4. Il tempo libero 4. Il tempo libero Istockphoto

La verità è che i nostri figli di tempo libero ne hanno davvero poco. Libero proprio nel senso di non organizzato. Perchè oltre alla scuola i ragazzi si troveranno iscritti a calcio, nuoto o pallacanestro; ci sarà il corso di canto, quello di chitarra o quello di yoga per bambini e tutto ciò riduce all'osso il sacro tempo della noia.

Si, perchè sono tutti d'accordo: annoiarsi aiuta a crescere e libera la fantasia. Occhio, quindi, a organizzare l'agenda dei propri figli con un carico d'impegni maggiore di quello di Obama.

Sì a uno sport, meglio se di gruppo e bene anche un'attività artistica, ma non di più. Permettete che, almeno un pomeriggio alla settimana sia vuoto. Sarà compito del ragazzino riempirlo con ciò che lui ritiene più opportuno: dalla merenda con l'amico del cuore alla passeggiata con mamma e papà.

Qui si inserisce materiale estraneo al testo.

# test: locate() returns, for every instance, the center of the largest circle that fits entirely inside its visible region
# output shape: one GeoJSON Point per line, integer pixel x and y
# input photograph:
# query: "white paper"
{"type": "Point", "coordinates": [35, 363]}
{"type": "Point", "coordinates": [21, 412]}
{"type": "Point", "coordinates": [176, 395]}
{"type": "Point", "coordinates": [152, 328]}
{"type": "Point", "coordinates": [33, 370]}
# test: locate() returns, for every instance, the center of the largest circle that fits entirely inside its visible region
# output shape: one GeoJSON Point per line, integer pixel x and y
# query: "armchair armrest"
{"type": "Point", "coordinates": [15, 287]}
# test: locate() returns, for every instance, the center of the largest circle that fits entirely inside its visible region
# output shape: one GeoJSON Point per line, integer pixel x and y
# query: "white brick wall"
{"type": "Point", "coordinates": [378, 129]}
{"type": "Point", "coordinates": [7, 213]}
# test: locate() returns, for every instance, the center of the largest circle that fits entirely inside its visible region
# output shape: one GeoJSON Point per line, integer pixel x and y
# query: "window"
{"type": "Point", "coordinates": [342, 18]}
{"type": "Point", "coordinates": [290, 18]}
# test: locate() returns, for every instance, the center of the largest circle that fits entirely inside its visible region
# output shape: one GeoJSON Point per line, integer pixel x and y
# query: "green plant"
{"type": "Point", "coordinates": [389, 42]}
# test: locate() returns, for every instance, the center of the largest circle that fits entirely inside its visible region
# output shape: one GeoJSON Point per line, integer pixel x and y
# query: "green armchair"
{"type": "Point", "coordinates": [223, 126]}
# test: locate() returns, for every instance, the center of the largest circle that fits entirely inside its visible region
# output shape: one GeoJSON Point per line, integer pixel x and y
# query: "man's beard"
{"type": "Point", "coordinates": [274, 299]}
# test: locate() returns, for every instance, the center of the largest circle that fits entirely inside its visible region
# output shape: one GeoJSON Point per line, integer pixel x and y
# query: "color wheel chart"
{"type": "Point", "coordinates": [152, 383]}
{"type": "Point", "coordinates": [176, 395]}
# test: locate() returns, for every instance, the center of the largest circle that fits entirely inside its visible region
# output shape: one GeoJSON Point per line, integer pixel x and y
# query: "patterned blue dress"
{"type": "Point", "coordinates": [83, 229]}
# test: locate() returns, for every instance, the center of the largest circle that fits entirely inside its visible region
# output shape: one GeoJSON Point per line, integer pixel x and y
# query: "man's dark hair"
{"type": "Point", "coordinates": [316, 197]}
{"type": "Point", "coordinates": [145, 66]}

5. Il tempo sacro della famiglia

5. La famiglia 5. La famiglia Istockphoto

Il ritorno a scuola coincide anche con la ripresa delle attività lavorative dei genitori e con la sensazione che i giorni, le settimane e i mesi scorrano via veloci tra riunioni, impegni, fretta e code in tangenziale.

In tutto questo sarebbe bello riuscire a non perdere gli effetti benefici dell'estate con il suo carico di sorrisi, benessere e tempo da dedicare alla famiglia.

E' vero che dopo una giornata in ufficio si è stanchi e appesantiti, ma riuscire a ritagliare almeno un'ora di tempo da dedicare al proprio figlio fa bene a tutti.

Che sia l'occasione per cucinare insieme la cena, portare a spasso il cane o controllare i compiti l'ammonimento di psicologi e insegnanti è sempre lo stesso: dedicatevi ai vosti figli perchè prima che ve ne rendiate conto spiccheranno il volo e voi vi sarete persi gli anni più belli di quei piccoli esseri umani che avete generato.